Trump administration seeks to start new California fracking projects

Trump administration seeks to start new California fracking projects

August 13, 2018 0 By Bret Williams

More than a million acres of public land in California could be open to hydraulic fracturing.

While California fracking is nothing new, for the past five years there has been a moratorium on leasing federal public land in the state to oil companies. However, this could soon change as the Trump Administration recently took the first step in a process that could open up 1.6 million acres of public land and mineral estates in central California to hydraulic fracturing (fracking) and conventional oil drilling.

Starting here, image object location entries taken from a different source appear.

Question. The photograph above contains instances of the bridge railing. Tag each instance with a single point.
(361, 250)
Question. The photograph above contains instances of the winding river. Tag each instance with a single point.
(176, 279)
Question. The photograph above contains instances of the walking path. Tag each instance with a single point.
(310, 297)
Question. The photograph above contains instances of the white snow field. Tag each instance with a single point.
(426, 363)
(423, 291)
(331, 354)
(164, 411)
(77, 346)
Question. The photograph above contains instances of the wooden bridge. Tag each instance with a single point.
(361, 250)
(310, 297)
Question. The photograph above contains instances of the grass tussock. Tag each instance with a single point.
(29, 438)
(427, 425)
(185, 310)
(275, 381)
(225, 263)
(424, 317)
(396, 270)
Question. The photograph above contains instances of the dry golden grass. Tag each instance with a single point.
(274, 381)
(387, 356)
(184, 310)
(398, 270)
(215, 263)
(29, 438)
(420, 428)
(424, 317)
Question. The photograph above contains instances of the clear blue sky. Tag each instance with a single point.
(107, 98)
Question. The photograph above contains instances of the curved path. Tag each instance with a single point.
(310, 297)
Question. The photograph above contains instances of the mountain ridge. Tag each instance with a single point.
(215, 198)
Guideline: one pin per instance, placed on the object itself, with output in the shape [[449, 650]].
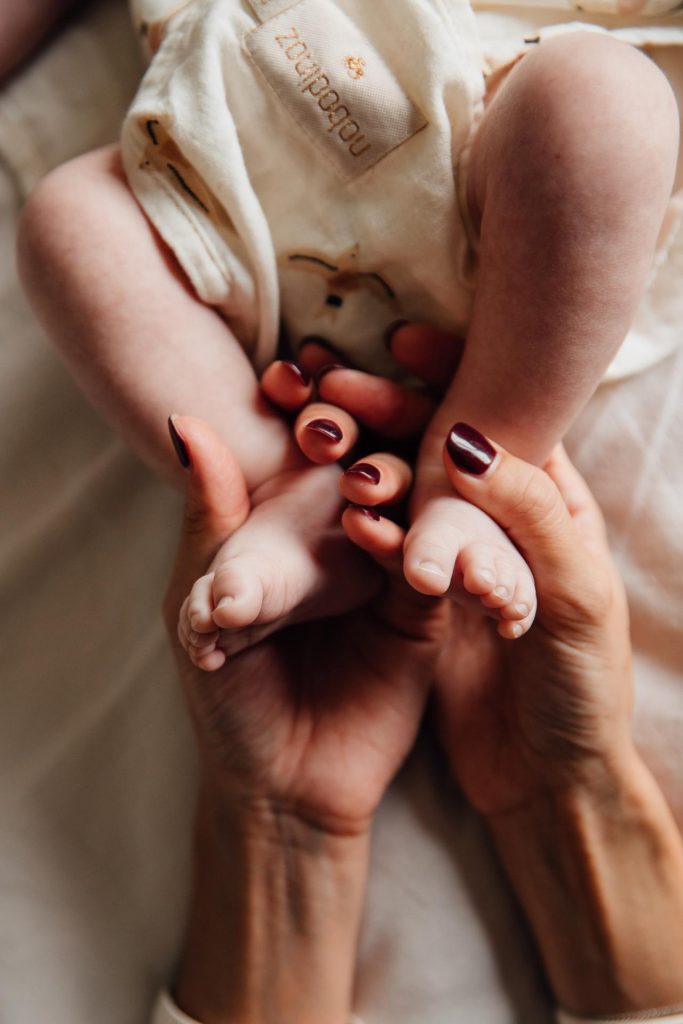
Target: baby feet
[[289, 562], [453, 546], [457, 547]]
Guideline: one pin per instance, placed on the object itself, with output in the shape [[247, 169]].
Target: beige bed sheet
[[97, 768]]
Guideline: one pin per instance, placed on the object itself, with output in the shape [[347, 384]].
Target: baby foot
[[455, 546], [290, 561]]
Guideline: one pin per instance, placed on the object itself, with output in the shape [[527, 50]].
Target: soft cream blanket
[[96, 763]]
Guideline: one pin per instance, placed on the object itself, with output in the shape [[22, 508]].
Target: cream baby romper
[[304, 160], [298, 159]]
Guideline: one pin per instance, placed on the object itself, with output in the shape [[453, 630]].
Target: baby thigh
[[570, 173], [134, 335]]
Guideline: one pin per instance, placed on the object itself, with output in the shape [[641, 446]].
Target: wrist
[[274, 919], [598, 868]]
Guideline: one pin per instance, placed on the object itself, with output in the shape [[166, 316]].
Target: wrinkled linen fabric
[[98, 770], [235, 150]]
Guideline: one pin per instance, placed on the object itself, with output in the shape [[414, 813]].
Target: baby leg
[[141, 346], [569, 177]]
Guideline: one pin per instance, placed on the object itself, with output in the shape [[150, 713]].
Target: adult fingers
[[428, 352], [216, 504], [287, 385], [325, 433], [378, 479], [389, 409], [527, 504]]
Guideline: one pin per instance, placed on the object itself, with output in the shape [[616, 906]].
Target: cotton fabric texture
[[306, 161], [98, 769]]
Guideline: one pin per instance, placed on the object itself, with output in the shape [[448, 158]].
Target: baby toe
[[476, 566], [200, 606], [506, 570], [522, 604], [211, 662], [238, 595]]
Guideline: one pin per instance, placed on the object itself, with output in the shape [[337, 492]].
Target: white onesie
[[298, 159], [304, 161]]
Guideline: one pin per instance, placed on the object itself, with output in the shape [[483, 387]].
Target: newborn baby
[[312, 173]]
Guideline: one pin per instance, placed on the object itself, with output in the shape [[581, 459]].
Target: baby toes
[[504, 585], [237, 594], [199, 606]]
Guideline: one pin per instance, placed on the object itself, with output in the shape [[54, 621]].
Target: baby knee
[[44, 228], [608, 113], [53, 227]]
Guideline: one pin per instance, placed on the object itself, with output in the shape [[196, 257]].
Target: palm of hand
[[316, 720], [522, 719]]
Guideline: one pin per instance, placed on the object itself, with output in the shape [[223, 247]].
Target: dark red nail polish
[[327, 428], [369, 513], [327, 370], [469, 450], [391, 330], [366, 471], [179, 445], [297, 372]]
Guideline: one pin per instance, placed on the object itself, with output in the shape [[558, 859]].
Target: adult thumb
[[523, 501], [216, 504]]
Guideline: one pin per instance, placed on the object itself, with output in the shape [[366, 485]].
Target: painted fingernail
[[369, 513], [179, 444], [327, 428], [391, 330], [328, 370], [297, 373], [469, 450], [370, 474]]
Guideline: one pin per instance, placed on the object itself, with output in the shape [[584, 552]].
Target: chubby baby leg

The BLM intends to analyze the impact of fracking on publicly owned land throughout California.

In a recent notice released by the Bureau of Land Management (BLM) to the Federal Register, the BLM stated that it plans to analyze the impact of California fracking on publicly owned land throughout the state for the potential of new oil and natural gas leases on BLM-managed lands.

The area to be analyzed spans 400,000 acres of public land and 1.2 million acres of federal mineral estates. This massive expanse of land covers a number of counties in the state, including Fresno, Santa Barbara, and San Luis Obispo among other Joaquin Valley and Central Cost counties.

The public has 30 days to comment on BLM’s California fracking plans.

The recent notice released by BLM allows for 30 days of public comment with specific interest in seeking “public input on issues and planning criteria related to hydraulic fracturing.”

The BLM notice came less than a week after the Trump administration proposed revoking the state’s waiver to set its own vehicle emission standards under the Clean Air Act, and only days after the President blamed California’s environmental policies for the record-breaking wildfires the state is presently battling.

“This step toward opening our beautiful public lands to fracking and drilling is part of the Trump administration’s war on California,” said Clare Lakewood, a senior attorney at the Center for Biological Diversity in a recent Center for Biological Diversity press release.

If BLM moves forward with its plan, this will be the first time it has held a single lease sale in the state since 2013. At that time, a federal judge found BLM in violation of the National Environmental Policy Act for issuing oil leases in Monterey County without first considering the environmental dangers of hydraulic fracturing.

What’s more, in 2015, represented by Earthjustice, the Center for Biological Diversity and Los Padres ForestWatch successfully sued the BLM for approving a resource management plan that allowed fracking and oil and gas drilling on vast stretches of the state’s public lands without sufficiently analyzing and disclosing the impacts of fracking on wildlife, water and air quality, according to the PR.

“It’s great that BLM is finally going to look at this problem,” said Earthjustice attorney Greg Loarie in response to the California Fracking - Oil Drillingplan of opening up new land to California fracking exploration. “But analyzing the impacts of fracking is like analyzing the impacts of smoking cigarettes: there’s really no question that more fracking would be terrible for California.”